Matter Labs first released zkSync Lite in 2020 as a proof‑of‑concept roll‑up. The company launched zkSync Era in March 2023, the first Ethereum‑Virtual‑Machine‑compatible zk‑rollup on the network. In 2024, Matter Labs added the Elastic Chain, enabling cross‑chain asset movement without external bridges. These products have been adopted by regulated banks and other institutional customers.
In 2026, Gluchowski steered Matter Labs toward Prividium, a permissioned, privacy‑focused chain for banks and regulated institutions. Prividium keeps transaction data private within the user’s infrastructure while still settling on Ethereum, addressing the regulatory concern that public ledgers expose trade strategies or client information. The platform also includes Airbender, a settlement‑proving engine, and is built on the same zero‑knowledge technology that underpins zkSync.
The BitGo partnership, announced in March 2026, provides a combined custody and infrastructure stack for banks issuing tokenized deposits. According to the announcement, the stack is already being tested with regulated financial institutions, with a broader production rollout targeted for later in the year. Gluchowski has described tokenized deposits as a way for banks to bring money on‑chain without leaving the regulatory system.
Matter Labs’ 2026 roadmap, published in January, highlighted four pillars: privacy, deterministic control, verifiable risk management, and native connectivity to global markets. The company’s strategy reflects a deliberate decision to build for real‑world constraints rather than industry shortcuts, as noted in the roadmap. Gluchowski has also indicated that zkSync’s governance will eventually add value‑accrual mechanisms to its token as the network’s interoperable chains mature.

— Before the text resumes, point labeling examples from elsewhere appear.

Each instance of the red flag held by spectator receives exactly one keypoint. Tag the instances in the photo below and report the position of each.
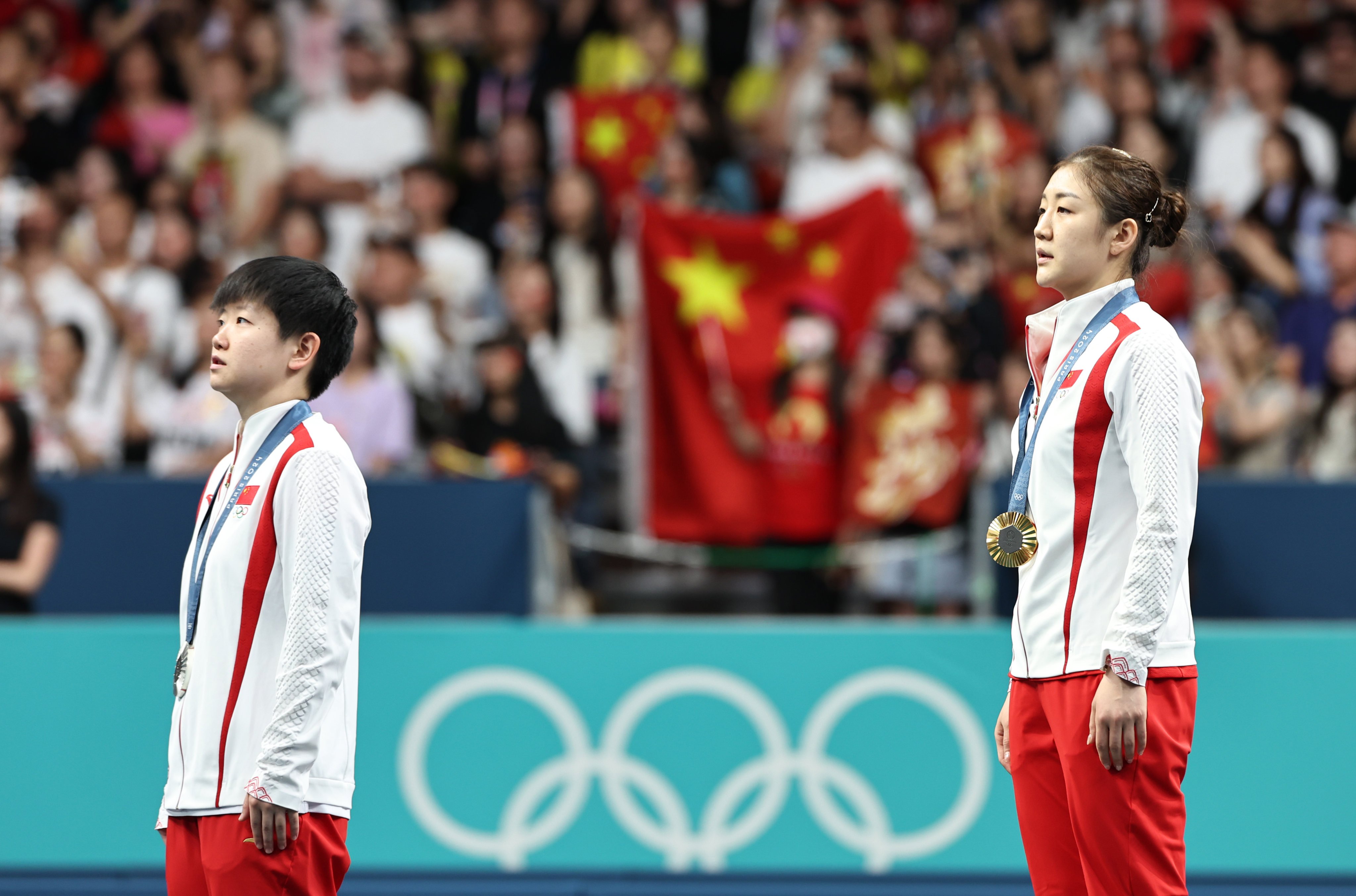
(616, 135)
(912, 453)
(719, 295)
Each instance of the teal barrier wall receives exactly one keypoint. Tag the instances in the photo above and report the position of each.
(676, 745)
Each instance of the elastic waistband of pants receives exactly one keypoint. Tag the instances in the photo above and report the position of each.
(1154, 672)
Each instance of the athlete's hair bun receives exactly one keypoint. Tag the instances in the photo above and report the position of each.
(1168, 221)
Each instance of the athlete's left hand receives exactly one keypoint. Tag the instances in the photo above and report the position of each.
(270, 823)
(1119, 722)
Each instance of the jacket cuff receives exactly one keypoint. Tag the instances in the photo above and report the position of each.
(272, 791)
(1125, 669)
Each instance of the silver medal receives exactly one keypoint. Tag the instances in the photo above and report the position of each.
(182, 670)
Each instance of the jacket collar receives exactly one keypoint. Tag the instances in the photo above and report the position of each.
(1051, 334)
(250, 434)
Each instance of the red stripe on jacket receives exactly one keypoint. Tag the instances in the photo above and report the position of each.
(1091, 429)
(257, 582)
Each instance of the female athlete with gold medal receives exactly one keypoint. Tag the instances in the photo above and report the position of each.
(1102, 700)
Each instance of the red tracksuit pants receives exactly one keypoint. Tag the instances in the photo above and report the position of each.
(207, 856)
(1090, 831)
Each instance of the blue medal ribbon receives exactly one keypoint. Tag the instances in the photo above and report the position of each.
(1018, 494)
(287, 425)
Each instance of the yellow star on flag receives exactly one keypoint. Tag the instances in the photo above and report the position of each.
(824, 261)
(782, 235)
(708, 288)
(606, 136)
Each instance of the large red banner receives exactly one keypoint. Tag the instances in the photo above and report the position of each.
(719, 293)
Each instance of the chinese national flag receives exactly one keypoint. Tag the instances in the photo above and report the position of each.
(718, 292)
(913, 449)
(616, 135)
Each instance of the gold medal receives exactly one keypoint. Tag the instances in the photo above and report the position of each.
(1012, 539)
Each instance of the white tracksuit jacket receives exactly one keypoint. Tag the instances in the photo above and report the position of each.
(273, 697)
(1112, 494)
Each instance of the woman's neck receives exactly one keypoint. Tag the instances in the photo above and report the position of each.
(357, 372)
(1092, 287)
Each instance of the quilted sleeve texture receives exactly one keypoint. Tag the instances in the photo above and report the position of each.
(320, 545)
(1159, 421)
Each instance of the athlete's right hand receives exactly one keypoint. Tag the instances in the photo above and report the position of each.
(1001, 738)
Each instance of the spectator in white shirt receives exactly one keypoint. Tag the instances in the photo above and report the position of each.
(73, 433)
(409, 324)
(580, 253)
(189, 425)
(60, 296)
(140, 295)
(456, 266)
(1228, 171)
(20, 334)
(369, 406)
(100, 174)
(852, 165)
(302, 232)
(531, 304)
(349, 151)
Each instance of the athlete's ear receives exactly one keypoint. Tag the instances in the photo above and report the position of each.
(1123, 238)
(308, 346)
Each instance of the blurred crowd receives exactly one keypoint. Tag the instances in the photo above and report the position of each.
(422, 150)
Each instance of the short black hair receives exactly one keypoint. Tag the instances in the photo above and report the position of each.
(307, 299)
(856, 95)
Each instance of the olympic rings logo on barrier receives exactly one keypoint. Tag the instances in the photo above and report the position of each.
(767, 778)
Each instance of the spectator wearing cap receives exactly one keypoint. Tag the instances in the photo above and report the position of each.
(234, 163)
(1228, 170)
(852, 165)
(1308, 322)
(348, 152)
(1258, 407)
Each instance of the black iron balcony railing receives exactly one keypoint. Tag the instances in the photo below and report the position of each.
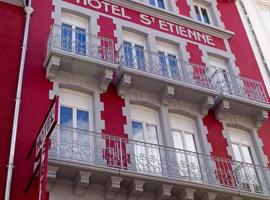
(79, 43)
(96, 149)
(168, 66)
(76, 42)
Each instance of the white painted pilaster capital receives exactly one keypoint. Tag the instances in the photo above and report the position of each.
(187, 194)
(135, 189)
(260, 118)
(222, 108)
(207, 103)
(123, 84)
(112, 186)
(51, 176)
(105, 79)
(164, 192)
(52, 66)
(81, 182)
(167, 94)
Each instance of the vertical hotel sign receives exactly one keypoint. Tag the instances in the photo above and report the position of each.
(41, 146)
(144, 19)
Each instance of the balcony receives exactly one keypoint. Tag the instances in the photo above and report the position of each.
(77, 52)
(151, 72)
(106, 155)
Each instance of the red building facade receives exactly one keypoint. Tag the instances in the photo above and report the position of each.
(158, 100)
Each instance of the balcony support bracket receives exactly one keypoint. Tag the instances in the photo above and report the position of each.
(123, 84)
(52, 67)
(209, 196)
(222, 108)
(135, 189)
(187, 194)
(51, 177)
(105, 79)
(81, 182)
(112, 186)
(167, 94)
(164, 192)
(260, 118)
(207, 103)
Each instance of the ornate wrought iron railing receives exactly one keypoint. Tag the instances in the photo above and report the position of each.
(88, 148)
(239, 86)
(136, 58)
(80, 43)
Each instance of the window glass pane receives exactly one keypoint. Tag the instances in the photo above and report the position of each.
(177, 139)
(140, 57)
(198, 13)
(66, 37)
(151, 134)
(152, 2)
(205, 16)
(80, 41)
(173, 65)
(189, 142)
(161, 4)
(66, 116)
(128, 54)
(246, 154)
(82, 119)
(162, 63)
(237, 153)
(137, 129)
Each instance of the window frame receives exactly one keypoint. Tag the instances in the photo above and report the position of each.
(201, 6)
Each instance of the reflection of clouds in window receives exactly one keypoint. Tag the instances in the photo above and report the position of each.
(66, 116)
(137, 131)
(83, 120)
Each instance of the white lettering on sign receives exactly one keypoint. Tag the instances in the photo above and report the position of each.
(147, 20)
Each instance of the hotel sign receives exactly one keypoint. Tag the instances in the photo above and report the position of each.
(150, 21)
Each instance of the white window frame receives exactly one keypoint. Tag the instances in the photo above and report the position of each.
(208, 11)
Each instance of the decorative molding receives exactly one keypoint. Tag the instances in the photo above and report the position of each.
(81, 182)
(51, 177)
(112, 186)
(52, 66)
(135, 189)
(208, 102)
(222, 108)
(164, 192)
(105, 79)
(123, 84)
(236, 198)
(167, 94)
(187, 194)
(260, 118)
(209, 196)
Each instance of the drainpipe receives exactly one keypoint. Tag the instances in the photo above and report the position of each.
(28, 10)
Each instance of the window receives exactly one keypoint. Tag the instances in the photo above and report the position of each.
(183, 130)
(219, 74)
(157, 3)
(134, 50)
(75, 118)
(246, 173)
(145, 130)
(202, 13)
(168, 60)
(74, 33)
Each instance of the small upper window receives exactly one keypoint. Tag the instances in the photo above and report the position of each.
(202, 13)
(157, 3)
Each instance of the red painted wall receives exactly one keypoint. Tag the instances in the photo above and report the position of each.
(35, 99)
(11, 29)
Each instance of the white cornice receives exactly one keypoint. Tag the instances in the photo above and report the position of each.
(181, 20)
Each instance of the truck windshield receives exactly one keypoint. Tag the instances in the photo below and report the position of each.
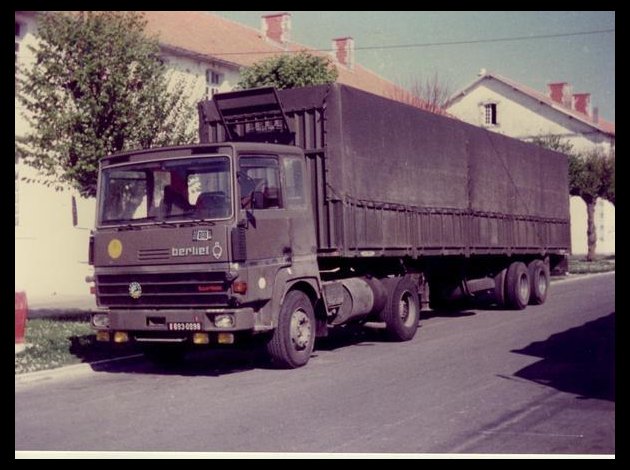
(178, 189)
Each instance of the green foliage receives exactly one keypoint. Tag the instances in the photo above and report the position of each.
(591, 173)
(289, 71)
(97, 87)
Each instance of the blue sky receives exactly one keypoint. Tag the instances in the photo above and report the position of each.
(586, 62)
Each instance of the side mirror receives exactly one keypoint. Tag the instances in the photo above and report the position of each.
(258, 201)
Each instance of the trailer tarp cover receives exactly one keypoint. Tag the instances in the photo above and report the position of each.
(366, 151)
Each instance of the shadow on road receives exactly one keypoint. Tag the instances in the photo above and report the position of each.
(211, 363)
(580, 360)
(448, 313)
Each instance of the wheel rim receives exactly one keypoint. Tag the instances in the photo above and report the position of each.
(300, 329)
(542, 283)
(406, 308)
(523, 288)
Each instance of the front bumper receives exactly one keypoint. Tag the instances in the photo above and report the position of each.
(157, 321)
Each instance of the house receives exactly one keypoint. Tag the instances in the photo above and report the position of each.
(502, 105)
(207, 51)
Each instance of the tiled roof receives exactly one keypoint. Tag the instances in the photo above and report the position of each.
(602, 125)
(212, 36)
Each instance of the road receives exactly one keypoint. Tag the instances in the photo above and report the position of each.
(477, 381)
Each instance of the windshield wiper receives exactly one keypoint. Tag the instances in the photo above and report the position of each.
(190, 223)
(129, 227)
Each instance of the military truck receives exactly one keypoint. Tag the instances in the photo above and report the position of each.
(306, 209)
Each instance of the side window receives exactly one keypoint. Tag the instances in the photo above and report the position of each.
(259, 182)
(294, 181)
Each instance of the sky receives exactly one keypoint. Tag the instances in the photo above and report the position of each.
(586, 62)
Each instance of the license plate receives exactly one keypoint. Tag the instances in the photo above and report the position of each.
(184, 326)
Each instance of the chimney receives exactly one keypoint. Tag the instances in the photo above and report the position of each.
(560, 93)
(276, 27)
(582, 103)
(343, 51)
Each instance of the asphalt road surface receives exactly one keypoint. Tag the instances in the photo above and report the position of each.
(477, 381)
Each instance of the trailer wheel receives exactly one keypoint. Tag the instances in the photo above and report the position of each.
(517, 287)
(293, 339)
(499, 288)
(402, 310)
(539, 281)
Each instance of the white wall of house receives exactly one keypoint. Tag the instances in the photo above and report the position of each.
(50, 252)
(523, 117)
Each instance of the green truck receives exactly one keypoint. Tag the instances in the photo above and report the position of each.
(306, 209)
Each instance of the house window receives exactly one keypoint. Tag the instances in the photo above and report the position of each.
(213, 78)
(491, 114)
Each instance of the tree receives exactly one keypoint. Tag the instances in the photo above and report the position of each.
(591, 176)
(430, 94)
(97, 87)
(289, 71)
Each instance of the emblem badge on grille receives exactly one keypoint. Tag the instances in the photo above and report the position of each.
(135, 290)
(201, 235)
(217, 251)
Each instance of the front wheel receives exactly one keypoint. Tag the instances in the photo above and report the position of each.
(517, 287)
(293, 339)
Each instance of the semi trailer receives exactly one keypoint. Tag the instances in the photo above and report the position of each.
(306, 209)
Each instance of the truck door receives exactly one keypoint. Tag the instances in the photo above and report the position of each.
(267, 235)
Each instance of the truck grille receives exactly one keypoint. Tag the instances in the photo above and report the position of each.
(154, 254)
(162, 290)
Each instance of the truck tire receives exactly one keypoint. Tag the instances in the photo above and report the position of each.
(539, 281)
(499, 288)
(293, 339)
(402, 310)
(517, 286)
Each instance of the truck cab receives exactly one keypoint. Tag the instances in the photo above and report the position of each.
(200, 244)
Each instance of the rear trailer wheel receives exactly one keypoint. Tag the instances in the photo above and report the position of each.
(499, 288)
(517, 287)
(293, 339)
(402, 310)
(539, 281)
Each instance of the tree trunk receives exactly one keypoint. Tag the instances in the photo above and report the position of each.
(591, 234)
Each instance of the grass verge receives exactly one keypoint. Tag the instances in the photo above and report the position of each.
(602, 264)
(62, 342)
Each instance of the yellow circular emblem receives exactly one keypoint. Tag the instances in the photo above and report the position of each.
(114, 249)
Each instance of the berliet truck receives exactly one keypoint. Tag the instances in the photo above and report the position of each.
(306, 209)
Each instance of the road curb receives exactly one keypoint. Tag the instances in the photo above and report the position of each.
(67, 371)
(577, 277)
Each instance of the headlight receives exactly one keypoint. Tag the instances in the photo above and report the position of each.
(100, 320)
(224, 321)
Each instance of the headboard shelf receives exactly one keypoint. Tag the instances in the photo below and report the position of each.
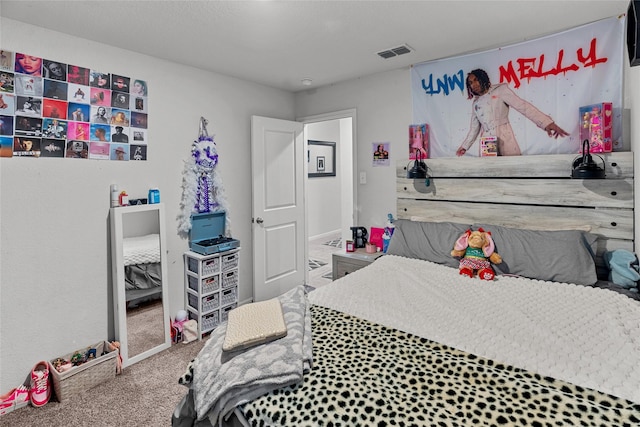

The shift toward institutional infrastructure aligns with a broader trend of regulated financial institutions exploring blockchain solutions that preserve privacy while leveraging Ethereum’s security. Prividium’s permissioned model and zero‑knowledge privacy features position Matter Labs as a key player in this niche. The partnership with BitGo and the ongoing testing with banks suggest that the platform is moving beyond proof of concept toward commercial deployment.
At present, Matter Labs continues to develop and refine Prividium while maintaining its public zkSync products. The company is preparing for a wider production rollout of the BitGo‑Prividium stack later in 2026, and it remains focused on meeting the compliance and privacy requirements of regulated institutions.